Getting started
Architecture at a glance
clmSpace runs on Microsoft 365 and Azure with Dataverse as the system of record. This page walks through every component your tenant interacts with.
Topology
From the user’s point of view there is one product: the portal at app.clmspace.com. Underneath, four planes do the work.
| Plane | Component | Purpose |
|---|---|---|
| Identity | Microsoft Entra ID | SSO. Per-tenant app registration; user identity flows through to every backend call. |
| Storage of record | Microsoft Dataverse | Agreements, obligations, citations, playbook entries, lifecycle events, audit log. |
| File storage | SharePoint Online | Source PDFs of agreements and templates live in tenant-owned SharePoint libraries. |
| Compute | Azure Container Apps (UK South) | The backend API, extraction, and analysis. A scheduled job checks bound SharePoint folders roughly every five minutes. |
| UI | Next.js portal (this app) | Workspace at /, docs at /docs.

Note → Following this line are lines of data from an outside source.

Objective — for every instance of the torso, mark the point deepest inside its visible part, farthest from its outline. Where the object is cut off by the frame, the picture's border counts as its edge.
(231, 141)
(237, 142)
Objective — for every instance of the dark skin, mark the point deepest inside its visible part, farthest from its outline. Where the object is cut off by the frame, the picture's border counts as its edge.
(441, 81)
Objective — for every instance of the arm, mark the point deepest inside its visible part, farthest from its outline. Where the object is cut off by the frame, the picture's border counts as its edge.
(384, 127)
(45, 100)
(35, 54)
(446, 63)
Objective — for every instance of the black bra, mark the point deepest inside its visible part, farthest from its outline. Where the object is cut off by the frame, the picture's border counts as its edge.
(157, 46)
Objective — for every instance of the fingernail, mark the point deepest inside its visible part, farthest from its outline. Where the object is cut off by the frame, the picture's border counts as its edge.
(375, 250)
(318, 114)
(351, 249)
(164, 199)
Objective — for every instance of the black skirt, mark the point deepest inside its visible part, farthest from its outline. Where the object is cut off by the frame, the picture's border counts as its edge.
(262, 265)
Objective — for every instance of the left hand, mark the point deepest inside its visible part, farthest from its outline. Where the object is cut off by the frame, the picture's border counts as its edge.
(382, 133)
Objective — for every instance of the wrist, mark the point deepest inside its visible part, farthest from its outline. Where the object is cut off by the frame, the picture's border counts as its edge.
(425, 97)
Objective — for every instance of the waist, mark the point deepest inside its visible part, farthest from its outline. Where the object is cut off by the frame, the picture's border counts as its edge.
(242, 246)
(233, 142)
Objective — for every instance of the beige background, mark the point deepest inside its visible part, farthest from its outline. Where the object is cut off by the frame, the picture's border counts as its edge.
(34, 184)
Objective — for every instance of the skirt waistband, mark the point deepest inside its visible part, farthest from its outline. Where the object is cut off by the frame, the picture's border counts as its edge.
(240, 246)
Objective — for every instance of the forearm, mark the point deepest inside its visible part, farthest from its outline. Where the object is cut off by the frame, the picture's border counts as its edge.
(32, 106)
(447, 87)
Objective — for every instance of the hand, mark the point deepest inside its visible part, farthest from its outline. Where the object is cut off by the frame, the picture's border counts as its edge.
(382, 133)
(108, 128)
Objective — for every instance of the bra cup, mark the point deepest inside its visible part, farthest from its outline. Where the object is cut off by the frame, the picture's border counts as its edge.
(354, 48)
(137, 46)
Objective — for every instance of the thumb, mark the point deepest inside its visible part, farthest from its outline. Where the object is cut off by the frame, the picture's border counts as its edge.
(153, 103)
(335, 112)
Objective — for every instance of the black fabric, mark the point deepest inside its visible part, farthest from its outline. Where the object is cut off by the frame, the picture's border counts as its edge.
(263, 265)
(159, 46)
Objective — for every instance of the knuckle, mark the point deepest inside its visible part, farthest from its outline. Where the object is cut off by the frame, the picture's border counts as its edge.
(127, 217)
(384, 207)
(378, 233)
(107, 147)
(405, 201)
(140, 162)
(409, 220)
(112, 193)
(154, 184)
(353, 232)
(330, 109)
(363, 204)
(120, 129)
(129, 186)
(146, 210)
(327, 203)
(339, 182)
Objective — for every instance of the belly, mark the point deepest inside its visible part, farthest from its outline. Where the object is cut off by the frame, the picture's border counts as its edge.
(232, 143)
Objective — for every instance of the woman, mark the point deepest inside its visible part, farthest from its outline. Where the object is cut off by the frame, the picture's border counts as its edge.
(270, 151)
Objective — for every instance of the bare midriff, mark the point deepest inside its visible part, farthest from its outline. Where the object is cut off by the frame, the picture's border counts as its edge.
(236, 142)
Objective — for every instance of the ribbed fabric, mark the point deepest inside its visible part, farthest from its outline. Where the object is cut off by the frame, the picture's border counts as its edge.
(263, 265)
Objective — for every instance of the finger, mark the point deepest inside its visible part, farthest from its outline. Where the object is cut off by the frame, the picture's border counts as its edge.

Delivered through Vercel (London); the system of record stays in Dataverse and SharePoint (see Data residency). |
The data path
A new contract dropped into a tenant’s SharePoint Agreements folder goes through this sequence:
- Intake checks each bound folder roughly every five minutes through Microsoft Graph and picks up new files.
- New files are pulled and parsed (PDF, with OCR for scanned pages, plus Word, Excel, CSV and text), and a schema-locked Claude Sonnet extraction call returns structured obligations with verbatim citation spans. Claude Sonnet is the default for enterprise-grade recall.
- Obligations land in Dataverse as AI-proposed. Each citation carries the bounding box the in-app PDF viewer uses to highlight the original text.
- An analysis pass with Claude Sonnet compares each obligation to the tenant’s playbook, raising deviations where the actual position strays from the standard.
- Each item is treated as authoritative once a human verifies it through the Verification gate.
Where your data lives
- Dataverse: your derived structured contract data (agreements, obligations, citations) lives in your own Microsoft Power Platform tenant, one environment per tenant.
- SharePoint: source documents stay in your own Microsoft 365 tenancy. clmSpace reads each PDF through Microsoft Graph and keeps no separate copy of the source file.
- Backend API: the extraction and analysis service runs on Azure Container Apps in UK South. A read model in Neon Postgres (AWS London, UK) holds a tenant-scoped replica of derived structured data so lists and dashboards stay fast.
- Anthropic: text from your documents is sent to Anthropic (United States) for inference only. Under Anthropic’s API terms and our commercial agreement, this data is not used to train models. See Anthropic data handling.
The two SharePoint roles
Every bound folder carries a role:
Templates
Tenant-authored draft contracts. Their extracted obligations feed your Tier 1 standards. Never treated as live obligations on a counterparty.
Agreements
Signed contracts. Files dropped here are extracted and surfaced in the workspace as live obligations and renewal candidates.
Intake is built in
SharePoint folder bindings and the built-in intake schedule move documents from SharePoint into clmSpace for you: bind a folder once and new files are picked up automatically. A webhook integration path is also available for tenants that prefer to push documents in directly.